If you want a bit that's full-on knee-slapping belly laughs every time, it doesn't get better than the Walker Lever.

Conan pulling Walker Lever

Chuck Norris died this week. The legendary actor, martial artist, and sometime spokesman for crappy fitness products I talked my parents into buying so I could get buff as a teenager was 86, but the version of Chuck Norris the internet knows and loves passed on quite a while ago, if he ever existed at all.

If you were around the web in the 2000s, you know what I'm talking about. After Norris's prime years as an action star were in the rearview, his legend continued to grow, until the version of Chuck Norris we all knew and memed was something closer to a cartoon character than a person. Thousands of memes about Norris's impossible toughness and martial prowess flooded pop culture, making him into something like a social media folk hero even as his real-life escapades devolved into stumping for conservative politicians and doing commercials. That means that the best tributes to the late action icon have already happened, and the best of the best was born more than two decades ago, on Late Night with Conan O'Brien.

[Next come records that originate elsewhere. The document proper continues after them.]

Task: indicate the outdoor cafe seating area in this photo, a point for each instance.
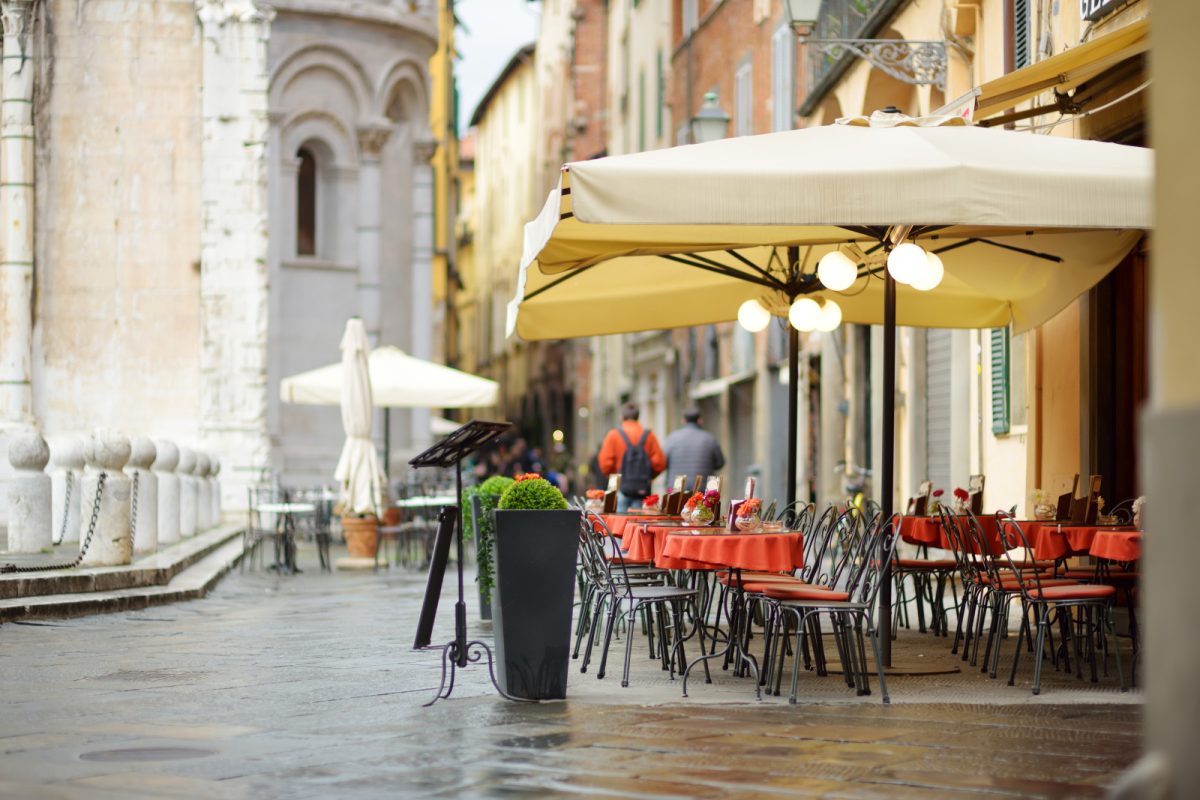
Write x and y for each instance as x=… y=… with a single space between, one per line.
x=785 y=596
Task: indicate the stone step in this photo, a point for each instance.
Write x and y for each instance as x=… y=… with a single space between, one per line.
x=191 y=583
x=155 y=570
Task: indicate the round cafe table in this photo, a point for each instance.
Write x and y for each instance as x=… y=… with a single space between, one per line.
x=1053 y=541
x=714 y=547
x=1116 y=545
x=929 y=531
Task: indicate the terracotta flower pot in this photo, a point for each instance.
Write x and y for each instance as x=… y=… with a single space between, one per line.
x=361 y=535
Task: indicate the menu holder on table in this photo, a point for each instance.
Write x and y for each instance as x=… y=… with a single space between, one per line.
x=610 y=495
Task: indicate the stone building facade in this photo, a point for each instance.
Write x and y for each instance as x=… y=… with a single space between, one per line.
x=196 y=194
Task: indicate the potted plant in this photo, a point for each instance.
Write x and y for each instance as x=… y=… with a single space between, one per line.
x=361 y=533
x=537 y=539
x=478 y=504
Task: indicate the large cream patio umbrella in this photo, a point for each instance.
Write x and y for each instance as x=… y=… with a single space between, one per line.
x=358 y=470
x=1023 y=224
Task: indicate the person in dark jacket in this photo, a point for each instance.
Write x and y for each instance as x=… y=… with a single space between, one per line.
x=691 y=450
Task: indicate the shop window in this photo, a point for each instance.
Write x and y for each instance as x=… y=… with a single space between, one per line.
x=306 y=204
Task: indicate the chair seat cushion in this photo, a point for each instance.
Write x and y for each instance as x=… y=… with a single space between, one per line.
x=927 y=564
x=804 y=593
x=1079 y=591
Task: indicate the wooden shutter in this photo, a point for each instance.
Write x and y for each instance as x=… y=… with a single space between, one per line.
x=1021 y=46
x=1000 y=386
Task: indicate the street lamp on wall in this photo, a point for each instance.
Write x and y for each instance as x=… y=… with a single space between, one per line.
x=711 y=121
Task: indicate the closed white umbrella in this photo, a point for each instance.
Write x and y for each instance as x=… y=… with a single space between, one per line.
x=358 y=470
x=397 y=380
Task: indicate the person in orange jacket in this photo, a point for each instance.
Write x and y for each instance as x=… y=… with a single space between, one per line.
x=612 y=455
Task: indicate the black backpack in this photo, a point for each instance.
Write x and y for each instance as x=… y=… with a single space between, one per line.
x=635 y=467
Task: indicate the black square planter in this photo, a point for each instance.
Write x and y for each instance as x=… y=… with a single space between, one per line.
x=534 y=554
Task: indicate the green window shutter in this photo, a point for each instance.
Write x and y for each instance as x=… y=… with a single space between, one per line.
x=1000 y=385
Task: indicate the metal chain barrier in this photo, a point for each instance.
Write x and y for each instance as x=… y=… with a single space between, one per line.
x=133 y=506
x=66 y=509
x=83 y=548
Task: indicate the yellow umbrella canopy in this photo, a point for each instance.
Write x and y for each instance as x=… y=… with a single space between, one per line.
x=1024 y=224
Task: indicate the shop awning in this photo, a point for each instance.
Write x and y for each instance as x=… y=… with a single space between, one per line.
x=1062 y=72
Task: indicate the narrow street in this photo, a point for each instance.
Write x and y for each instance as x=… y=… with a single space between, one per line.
x=307 y=687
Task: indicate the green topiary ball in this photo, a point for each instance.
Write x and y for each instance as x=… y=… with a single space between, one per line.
x=496 y=485
x=535 y=494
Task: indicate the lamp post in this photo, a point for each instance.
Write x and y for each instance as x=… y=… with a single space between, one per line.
x=711 y=121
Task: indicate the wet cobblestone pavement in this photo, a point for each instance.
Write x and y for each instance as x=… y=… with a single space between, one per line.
x=307 y=687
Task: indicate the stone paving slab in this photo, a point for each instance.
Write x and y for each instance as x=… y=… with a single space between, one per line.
x=307 y=686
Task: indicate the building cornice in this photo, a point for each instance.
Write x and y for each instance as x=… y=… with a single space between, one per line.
x=417 y=22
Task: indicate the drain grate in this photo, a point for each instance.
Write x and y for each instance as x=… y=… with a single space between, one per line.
x=147 y=755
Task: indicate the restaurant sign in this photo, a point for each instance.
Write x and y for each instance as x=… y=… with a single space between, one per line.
x=1092 y=10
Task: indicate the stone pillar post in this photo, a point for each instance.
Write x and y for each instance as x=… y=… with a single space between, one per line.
x=16 y=228
x=145 y=524
x=203 y=493
x=423 y=275
x=165 y=464
x=371 y=143
x=186 y=470
x=66 y=453
x=29 y=494
x=234 y=253
x=112 y=543
x=216 y=492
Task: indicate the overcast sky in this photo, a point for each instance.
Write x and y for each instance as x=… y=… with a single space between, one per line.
x=492 y=30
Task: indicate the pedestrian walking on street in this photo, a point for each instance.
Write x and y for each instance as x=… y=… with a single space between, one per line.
x=691 y=450
x=635 y=452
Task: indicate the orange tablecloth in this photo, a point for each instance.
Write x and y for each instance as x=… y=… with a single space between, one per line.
x=619 y=522
x=928 y=530
x=1116 y=545
x=1051 y=540
x=765 y=552
x=645 y=541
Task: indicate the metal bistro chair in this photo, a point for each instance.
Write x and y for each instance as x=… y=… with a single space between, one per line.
x=256 y=530
x=1050 y=603
x=616 y=589
x=851 y=611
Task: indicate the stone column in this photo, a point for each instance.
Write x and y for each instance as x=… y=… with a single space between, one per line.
x=16 y=228
x=29 y=494
x=168 y=491
x=371 y=142
x=187 y=493
x=234 y=253
x=423 y=275
x=216 y=492
x=145 y=524
x=112 y=543
x=203 y=493
x=66 y=453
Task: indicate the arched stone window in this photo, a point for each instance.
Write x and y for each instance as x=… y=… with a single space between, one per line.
x=306 y=203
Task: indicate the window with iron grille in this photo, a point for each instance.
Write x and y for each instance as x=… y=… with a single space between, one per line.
x=1001 y=421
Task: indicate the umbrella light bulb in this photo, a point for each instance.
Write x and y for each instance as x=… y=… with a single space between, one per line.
x=931 y=275
x=804 y=314
x=906 y=262
x=753 y=317
x=831 y=316
x=837 y=271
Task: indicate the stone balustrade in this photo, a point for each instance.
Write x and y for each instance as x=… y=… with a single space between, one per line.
x=154 y=494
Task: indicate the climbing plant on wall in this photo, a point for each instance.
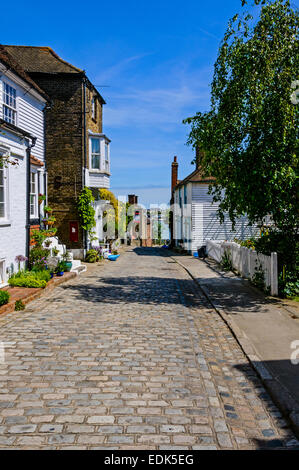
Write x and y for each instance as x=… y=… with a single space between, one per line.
x=86 y=211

I'm obsessed with Conan's Late Night show. I used to stay up late on Friday nights to catch episodes, marveling at the idea that this strange, irreverent performer was allowed to get away with everything he and his merry band of comedy chaos agents carried out on the show. You really never knew what you'd get from a Late Night episode, which is why, one night in 2004, it seemed both inevitable and impossible that Conan was introducing the Walker Lever.

The bit went like this: Because GE and NBC merged to form NBC Universal in the early 2000s, Conan and his crew had fresh access to episodes of Norris's legendary series Walker, Texas Ranger. So, to celebrate this freedom, Conan had a lever installed at his desk that, when pulled, would play a random clip from a Walker episode, usually involving either absurd violence, out-of-context insane dialogue, or both. Now, believe me when I tell you that I think Late Night with Conan O'Brien is one of the most important pieces of comedy ever produced in the 1990s and 2000s. It's an essential, and it paved the way for so many other comedy weirdos to carry Conan's style, which was itself built on David Letterman's style, forward into new eras. Every part of it is important to me, but if you want a bit that'll just drop full-on knee-slapping belly laughs every single time, it doesn't get better than the Walker Lever. Watch the video above, thank me later.

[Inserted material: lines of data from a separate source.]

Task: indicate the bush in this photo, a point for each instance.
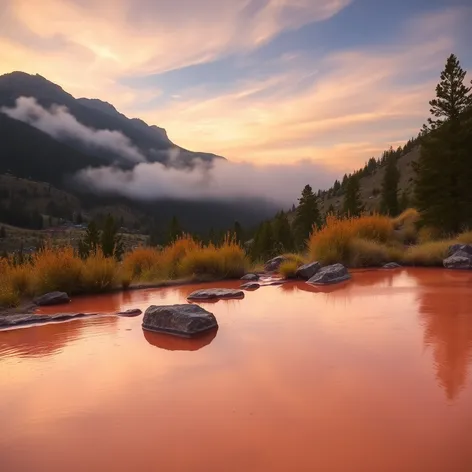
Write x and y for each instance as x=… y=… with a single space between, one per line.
x=288 y=269
x=427 y=254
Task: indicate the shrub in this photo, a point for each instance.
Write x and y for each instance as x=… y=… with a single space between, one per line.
x=99 y=273
x=57 y=269
x=427 y=254
x=288 y=269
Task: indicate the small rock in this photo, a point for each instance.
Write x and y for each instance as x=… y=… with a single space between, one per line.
x=274 y=264
x=130 y=312
x=307 y=271
x=250 y=286
x=391 y=265
x=467 y=248
x=332 y=274
x=179 y=320
x=216 y=294
x=52 y=298
x=250 y=277
x=459 y=260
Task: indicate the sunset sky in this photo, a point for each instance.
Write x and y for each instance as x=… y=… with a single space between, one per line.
x=265 y=81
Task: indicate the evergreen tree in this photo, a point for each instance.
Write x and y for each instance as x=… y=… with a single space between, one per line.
x=110 y=241
x=307 y=215
x=443 y=189
x=91 y=241
x=389 y=202
x=352 y=199
x=283 y=237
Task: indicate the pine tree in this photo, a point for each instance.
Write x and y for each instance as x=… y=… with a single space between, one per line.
x=352 y=200
x=389 y=202
x=443 y=189
x=307 y=216
x=283 y=237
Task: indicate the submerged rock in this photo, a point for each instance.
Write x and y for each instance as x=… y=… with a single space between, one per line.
x=10 y=321
x=250 y=277
x=332 y=274
x=130 y=312
x=391 y=265
x=467 y=248
x=274 y=264
x=250 y=286
x=459 y=260
x=307 y=271
x=52 y=298
x=179 y=320
x=216 y=294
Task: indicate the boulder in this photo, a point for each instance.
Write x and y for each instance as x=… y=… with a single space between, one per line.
x=179 y=320
x=250 y=277
x=459 y=260
x=307 y=271
x=467 y=248
x=11 y=321
x=52 y=298
x=250 y=286
x=391 y=265
x=274 y=264
x=130 y=312
x=216 y=294
x=332 y=274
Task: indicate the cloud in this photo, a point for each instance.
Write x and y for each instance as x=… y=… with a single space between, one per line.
x=220 y=180
x=61 y=125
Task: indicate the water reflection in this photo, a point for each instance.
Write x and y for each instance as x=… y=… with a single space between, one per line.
x=49 y=339
x=174 y=343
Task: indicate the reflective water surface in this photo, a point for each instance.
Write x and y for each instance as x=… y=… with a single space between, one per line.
x=370 y=376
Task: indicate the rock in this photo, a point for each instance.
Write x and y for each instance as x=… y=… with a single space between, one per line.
x=179 y=320
x=216 y=294
x=11 y=321
x=250 y=286
x=332 y=274
x=307 y=271
x=274 y=264
x=467 y=248
x=459 y=260
x=250 y=277
x=391 y=265
x=130 y=312
x=52 y=298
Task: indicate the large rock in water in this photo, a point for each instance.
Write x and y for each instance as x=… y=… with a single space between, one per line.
x=307 y=271
x=274 y=264
x=459 y=260
x=216 y=294
x=179 y=320
x=52 y=298
x=250 y=277
x=332 y=274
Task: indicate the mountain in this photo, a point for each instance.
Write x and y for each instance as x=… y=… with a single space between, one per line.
x=151 y=141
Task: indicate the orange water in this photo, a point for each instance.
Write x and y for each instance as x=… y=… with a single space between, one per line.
x=370 y=376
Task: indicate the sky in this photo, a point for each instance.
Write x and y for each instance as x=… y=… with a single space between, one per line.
x=267 y=82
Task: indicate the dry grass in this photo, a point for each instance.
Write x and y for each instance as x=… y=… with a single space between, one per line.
x=288 y=269
x=332 y=243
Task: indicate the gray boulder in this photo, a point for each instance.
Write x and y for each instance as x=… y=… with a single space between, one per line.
x=250 y=286
x=307 y=271
x=52 y=298
x=250 y=277
x=459 y=260
x=216 y=294
x=391 y=265
x=332 y=274
x=179 y=320
x=274 y=264
x=467 y=248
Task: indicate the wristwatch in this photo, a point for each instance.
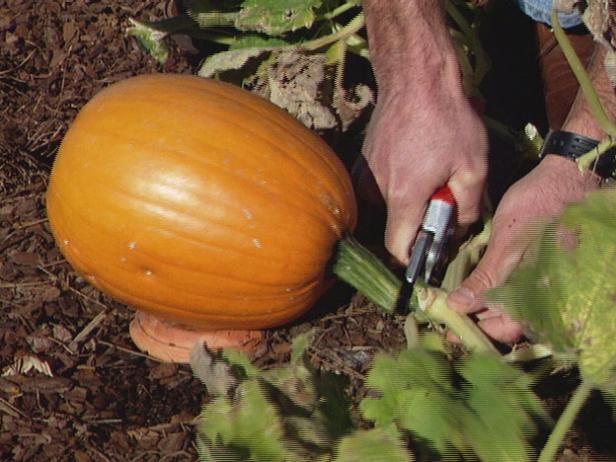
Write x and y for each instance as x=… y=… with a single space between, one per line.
x=572 y=146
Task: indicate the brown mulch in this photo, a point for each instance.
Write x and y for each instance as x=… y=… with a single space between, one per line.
x=90 y=395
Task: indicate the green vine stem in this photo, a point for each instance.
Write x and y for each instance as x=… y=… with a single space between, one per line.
x=348 y=30
x=339 y=10
x=361 y=269
x=565 y=421
x=596 y=108
x=582 y=77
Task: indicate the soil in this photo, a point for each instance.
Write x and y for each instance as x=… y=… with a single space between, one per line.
x=90 y=395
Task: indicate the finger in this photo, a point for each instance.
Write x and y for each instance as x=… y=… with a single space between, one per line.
x=502 y=328
x=468 y=188
x=401 y=229
x=499 y=261
x=366 y=187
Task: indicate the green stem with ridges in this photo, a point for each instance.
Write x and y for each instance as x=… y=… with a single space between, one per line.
x=565 y=421
x=583 y=79
x=433 y=302
x=361 y=269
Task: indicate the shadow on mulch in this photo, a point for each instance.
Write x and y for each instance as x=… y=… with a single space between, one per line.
x=90 y=396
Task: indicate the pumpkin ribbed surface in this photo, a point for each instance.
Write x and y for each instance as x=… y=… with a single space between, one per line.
x=198 y=202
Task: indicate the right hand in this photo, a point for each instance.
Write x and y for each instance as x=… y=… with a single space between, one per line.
x=415 y=145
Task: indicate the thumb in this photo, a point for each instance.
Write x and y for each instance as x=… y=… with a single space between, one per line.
x=494 y=268
x=467 y=188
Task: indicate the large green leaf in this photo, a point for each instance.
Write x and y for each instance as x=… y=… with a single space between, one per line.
x=478 y=407
x=373 y=445
x=275 y=17
x=567 y=293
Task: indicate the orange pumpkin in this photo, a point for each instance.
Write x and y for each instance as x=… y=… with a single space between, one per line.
x=198 y=202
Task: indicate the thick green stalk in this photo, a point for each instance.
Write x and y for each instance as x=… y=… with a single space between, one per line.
x=471 y=40
x=339 y=10
x=433 y=302
x=565 y=422
x=361 y=269
x=586 y=161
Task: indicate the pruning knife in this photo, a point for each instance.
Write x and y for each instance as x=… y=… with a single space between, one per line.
x=429 y=251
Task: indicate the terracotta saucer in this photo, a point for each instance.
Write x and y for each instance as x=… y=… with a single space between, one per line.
x=172 y=342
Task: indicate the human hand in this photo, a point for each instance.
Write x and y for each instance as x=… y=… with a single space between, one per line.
x=537 y=197
x=414 y=145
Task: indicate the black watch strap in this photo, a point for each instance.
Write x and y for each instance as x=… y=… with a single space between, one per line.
x=572 y=145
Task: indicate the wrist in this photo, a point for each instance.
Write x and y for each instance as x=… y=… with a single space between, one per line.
x=410 y=44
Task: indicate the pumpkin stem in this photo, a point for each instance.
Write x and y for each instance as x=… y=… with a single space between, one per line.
x=361 y=269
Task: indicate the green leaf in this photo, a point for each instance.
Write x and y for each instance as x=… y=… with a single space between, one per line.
x=150 y=39
x=374 y=445
x=567 y=293
x=476 y=407
x=240 y=360
x=228 y=60
x=299 y=347
x=215 y=375
x=275 y=17
x=251 y=422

So, why bring this up now? Well, first of all, you'll find I'm far from the only one praising the Walker Lever after Norris's death, but more importantly: The version of Chuck Norris we as comedy and action fans love is a version that perhaps never quite existed. The ultimate tough guy, the indestructible bundle of pure American grit? That guy was an invention both of Norris's films and pop culture at large, and Conan's Walker Lever is the best celebration of that guy's continued impact. It's the natural and absurd conclusion to Norris's mythologization, and for me at least, the way I want to remember him.